Treasury Secretary Scott Bessent suggested on Nov. 18 that Americans could place into savings their $2,000 tariff-related payment proposed by President Donald Trump.

Asked during an interview by Fox News anchor Bret Baier about inflation concerns in relation to the $2,000 tariff dividends, Bessent said, “There are a lot of things that are gonna happen next year … and that could be one of them.”

Earlier this month, President Donald Trump floated the idea on social media that his administration could use some revenues generated by tariffs to send $2,000 payments to moderate- to low-income Americans. The president told reporters on Nov. 17 that those payments could be issued after the middle of 2026.

“Maybe we could persuade Americans to save that [payment],” Bessent told Baier.

Bessent then said that “one of the things that’s going to happen next year is the Trump accounts,” adding that “every child who was born from January 1st for the next three years is going to get a government account that goes into the stock market.”

The Trump accounts that the secretary was referring to are savings accounts introduced under the One Big Beautiful Bill Act that was backed by Trump and congressional Republicans and signed into law by the president over the summer.
The accounts would receive an initial $1,000 from the Treasury Department, while parents would be able to contribute up to $5,000 per year, according to the White House.

“So every American child born for the next three years, starting January 1st, is gonna have that,” Bessent said. “They can take it out when they’re 18. They’re going to learn the power of compounding, and there’s going to be a lot of financial literacy around that.”
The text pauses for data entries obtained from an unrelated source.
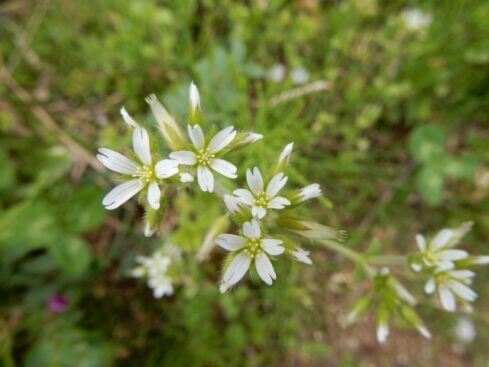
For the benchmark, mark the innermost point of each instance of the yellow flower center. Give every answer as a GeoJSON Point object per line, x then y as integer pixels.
{"type": "Point", "coordinates": [262, 199]}
{"type": "Point", "coordinates": [253, 247]}
{"type": "Point", "coordinates": [145, 174]}
{"type": "Point", "coordinates": [204, 157]}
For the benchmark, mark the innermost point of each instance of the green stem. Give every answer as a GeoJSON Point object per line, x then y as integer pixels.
{"type": "Point", "coordinates": [396, 260]}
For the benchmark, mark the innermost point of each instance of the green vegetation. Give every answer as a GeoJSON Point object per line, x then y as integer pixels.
{"type": "Point", "coordinates": [388, 114]}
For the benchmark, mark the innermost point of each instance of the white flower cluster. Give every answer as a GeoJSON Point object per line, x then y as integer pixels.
{"type": "Point", "coordinates": [448, 267]}
{"type": "Point", "coordinates": [255, 203]}
{"type": "Point", "coordinates": [200, 157]}
{"type": "Point", "coordinates": [156, 269]}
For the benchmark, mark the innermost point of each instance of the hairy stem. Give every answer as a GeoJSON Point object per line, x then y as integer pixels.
{"type": "Point", "coordinates": [396, 260]}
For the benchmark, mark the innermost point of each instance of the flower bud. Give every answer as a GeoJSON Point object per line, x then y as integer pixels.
{"type": "Point", "coordinates": [306, 193]}
{"type": "Point", "coordinates": [194, 112]}
{"type": "Point", "coordinates": [311, 230]}
{"type": "Point", "coordinates": [167, 124]}
{"type": "Point", "coordinates": [284, 158]}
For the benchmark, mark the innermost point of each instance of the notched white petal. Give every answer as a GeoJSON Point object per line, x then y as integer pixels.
{"type": "Point", "coordinates": [166, 168]}
{"type": "Point", "coordinates": [121, 193]}
{"type": "Point", "coordinates": [184, 157]}
{"type": "Point", "coordinates": [154, 195]}
{"type": "Point", "coordinates": [222, 139]}
{"type": "Point", "coordinates": [197, 136]}
{"type": "Point", "coordinates": [224, 168]}
{"type": "Point", "coordinates": [116, 161]}
{"type": "Point", "coordinates": [255, 180]}
{"type": "Point", "coordinates": [140, 143]}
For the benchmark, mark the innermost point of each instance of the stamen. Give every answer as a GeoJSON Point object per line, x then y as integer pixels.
{"type": "Point", "coordinates": [204, 157]}
{"type": "Point", "coordinates": [253, 247]}
{"type": "Point", "coordinates": [262, 199]}
{"type": "Point", "coordinates": [145, 174]}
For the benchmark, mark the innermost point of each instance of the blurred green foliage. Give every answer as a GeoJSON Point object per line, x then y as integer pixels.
{"type": "Point", "coordinates": [396, 98]}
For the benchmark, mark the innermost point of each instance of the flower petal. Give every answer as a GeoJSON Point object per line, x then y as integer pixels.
{"type": "Point", "coordinates": [116, 161]}
{"type": "Point", "coordinates": [264, 268]}
{"type": "Point", "coordinates": [462, 274]}
{"type": "Point", "coordinates": [166, 168]}
{"type": "Point", "coordinates": [276, 184]}
{"type": "Point", "coordinates": [254, 179]}
{"type": "Point", "coordinates": [258, 211]}
{"type": "Point", "coordinates": [278, 202]}
{"type": "Point", "coordinates": [421, 241]}
{"type": "Point", "coordinates": [442, 239]}
{"type": "Point", "coordinates": [430, 286]}
{"type": "Point", "coordinates": [236, 270]}
{"type": "Point", "coordinates": [245, 196]}
{"type": "Point", "coordinates": [272, 246]}
{"type": "Point", "coordinates": [462, 291]}
{"type": "Point", "coordinates": [224, 168]}
{"type": "Point", "coordinates": [140, 144]}
{"type": "Point", "coordinates": [154, 195]}
{"type": "Point", "coordinates": [252, 229]}
{"type": "Point", "coordinates": [197, 136]}
{"type": "Point", "coordinates": [302, 256]}
{"type": "Point", "coordinates": [222, 139]}
{"type": "Point", "coordinates": [452, 255]}
{"type": "Point", "coordinates": [205, 179]}
{"type": "Point", "coordinates": [230, 242]}
{"type": "Point", "coordinates": [121, 193]}
{"type": "Point", "coordinates": [184, 157]}
{"type": "Point", "coordinates": [447, 299]}
{"type": "Point", "coordinates": [186, 177]}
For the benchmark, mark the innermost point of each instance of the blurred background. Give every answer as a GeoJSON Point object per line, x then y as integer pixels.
{"type": "Point", "coordinates": [388, 106]}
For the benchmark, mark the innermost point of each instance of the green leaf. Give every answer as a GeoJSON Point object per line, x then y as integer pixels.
{"type": "Point", "coordinates": [427, 143]}
{"type": "Point", "coordinates": [83, 210]}
{"type": "Point", "coordinates": [462, 168]}
{"type": "Point", "coordinates": [70, 347]}
{"type": "Point", "coordinates": [72, 254]}
{"type": "Point", "coordinates": [430, 185]}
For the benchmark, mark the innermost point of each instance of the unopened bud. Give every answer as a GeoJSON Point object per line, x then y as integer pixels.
{"type": "Point", "coordinates": [195, 112]}
{"type": "Point", "coordinates": [167, 124]}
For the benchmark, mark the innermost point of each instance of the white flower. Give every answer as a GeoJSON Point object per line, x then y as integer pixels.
{"type": "Point", "coordinates": [452, 285]}
{"type": "Point", "coordinates": [186, 177]}
{"type": "Point", "coordinates": [309, 192]}
{"type": "Point", "coordinates": [145, 172]}
{"type": "Point", "coordinates": [232, 203]}
{"type": "Point", "coordinates": [277, 73]}
{"type": "Point", "coordinates": [382, 332]}
{"type": "Point", "coordinates": [204, 156]}
{"type": "Point", "coordinates": [261, 200]}
{"type": "Point", "coordinates": [437, 253]}
{"type": "Point", "coordinates": [415, 19]}
{"type": "Point", "coordinates": [302, 256]}
{"type": "Point", "coordinates": [194, 96]}
{"type": "Point", "coordinates": [155, 270]}
{"type": "Point", "coordinates": [299, 76]}
{"type": "Point", "coordinates": [250, 248]}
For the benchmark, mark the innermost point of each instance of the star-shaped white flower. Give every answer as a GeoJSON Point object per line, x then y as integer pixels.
{"type": "Point", "coordinates": [261, 200]}
{"type": "Point", "coordinates": [438, 252]}
{"type": "Point", "coordinates": [204, 156]}
{"type": "Point", "coordinates": [144, 173]}
{"type": "Point", "coordinates": [249, 248]}
{"type": "Point", "coordinates": [452, 285]}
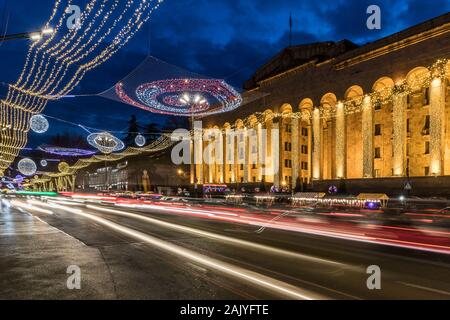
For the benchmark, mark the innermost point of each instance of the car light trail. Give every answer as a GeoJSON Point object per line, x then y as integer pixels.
{"type": "Point", "coordinates": [214, 236]}
{"type": "Point", "coordinates": [350, 234]}
{"type": "Point", "coordinates": [254, 278]}
{"type": "Point", "coordinates": [29, 207]}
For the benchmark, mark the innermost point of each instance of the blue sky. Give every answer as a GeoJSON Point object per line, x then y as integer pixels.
{"type": "Point", "coordinates": [218, 38]}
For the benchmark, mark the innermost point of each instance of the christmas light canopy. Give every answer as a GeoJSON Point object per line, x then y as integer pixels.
{"type": "Point", "coordinates": [27, 167]}
{"type": "Point", "coordinates": [63, 167]}
{"type": "Point", "coordinates": [67, 152]}
{"type": "Point", "coordinates": [183, 97]}
{"type": "Point", "coordinates": [105, 142]}
{"type": "Point", "coordinates": [59, 57]}
{"type": "Point", "coordinates": [39, 124]}
{"type": "Point", "coordinates": [140, 140]}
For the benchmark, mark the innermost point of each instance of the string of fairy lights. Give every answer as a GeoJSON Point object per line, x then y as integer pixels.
{"type": "Point", "coordinates": [55, 66]}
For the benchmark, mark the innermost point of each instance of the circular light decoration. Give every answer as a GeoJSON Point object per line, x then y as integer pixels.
{"type": "Point", "coordinates": [63, 167]}
{"type": "Point", "coordinates": [67, 152]}
{"type": "Point", "coordinates": [39, 124]}
{"type": "Point", "coordinates": [27, 167]}
{"type": "Point", "coordinates": [105, 142]}
{"type": "Point", "coordinates": [140, 140]}
{"type": "Point", "coordinates": [183, 97]}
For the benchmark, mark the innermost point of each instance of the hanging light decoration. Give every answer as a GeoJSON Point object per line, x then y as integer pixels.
{"type": "Point", "coordinates": [140, 140]}
{"type": "Point", "coordinates": [183, 97]}
{"type": "Point", "coordinates": [63, 167]}
{"type": "Point", "coordinates": [67, 152]}
{"type": "Point", "coordinates": [27, 167]}
{"type": "Point", "coordinates": [56, 64]}
{"type": "Point", "coordinates": [105, 142]}
{"type": "Point", "coordinates": [39, 124]}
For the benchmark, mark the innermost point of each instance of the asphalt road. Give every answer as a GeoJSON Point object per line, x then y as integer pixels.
{"type": "Point", "coordinates": [123, 255]}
A National Bureau of Economic Research paper found that 42 percent of the 2020 CARES Act stimulus checks that were sent out under the first Trump administration were spent. Another 27 percent was saved, with the remaining 31 percent used to pay off debt. The spending included food, health, beauty aids, household products, durable goods, health care, and other consumer spending, it found.
Blank Social Security checks are run through a printer at the U.S. Treasury printing facility in Philadelphia, Pennsylvania, on Feb. 11, 2005. (William Thomas Cain/Getty Images)
Blank Social Security checks are run through a printer at the U.S. Treasury printing facility in Philadelphia, Pennsylvania, on Feb. 11, 2005. William Thomas Cain/Getty Images
Officials in the Trump administration, including Bessent, have said that sending $2,000 payments derived from tariff revenue would need congressional action. The Trump administration has yet to officially propose a bill, although Sen. Josh Hawley (R-Mo.) earlier this year had proposed a tariff payment of $600.

During the interview, Bessent also made reference to concerns over the increasing cost of living in the United States by saying that “demand shock and supply constraint” under the previous administration led to relatively high inflation over the past several years.

“My prediction is, the first quarter, second quarter, what we’re going to see is we have brought the inflation down, it is curving down, and real income, the other side of that equation is real income growth, and we are going to see this from all this investment,” the treasury secretary said, referring to the administration’s economic policies and other countries having invested in the United States.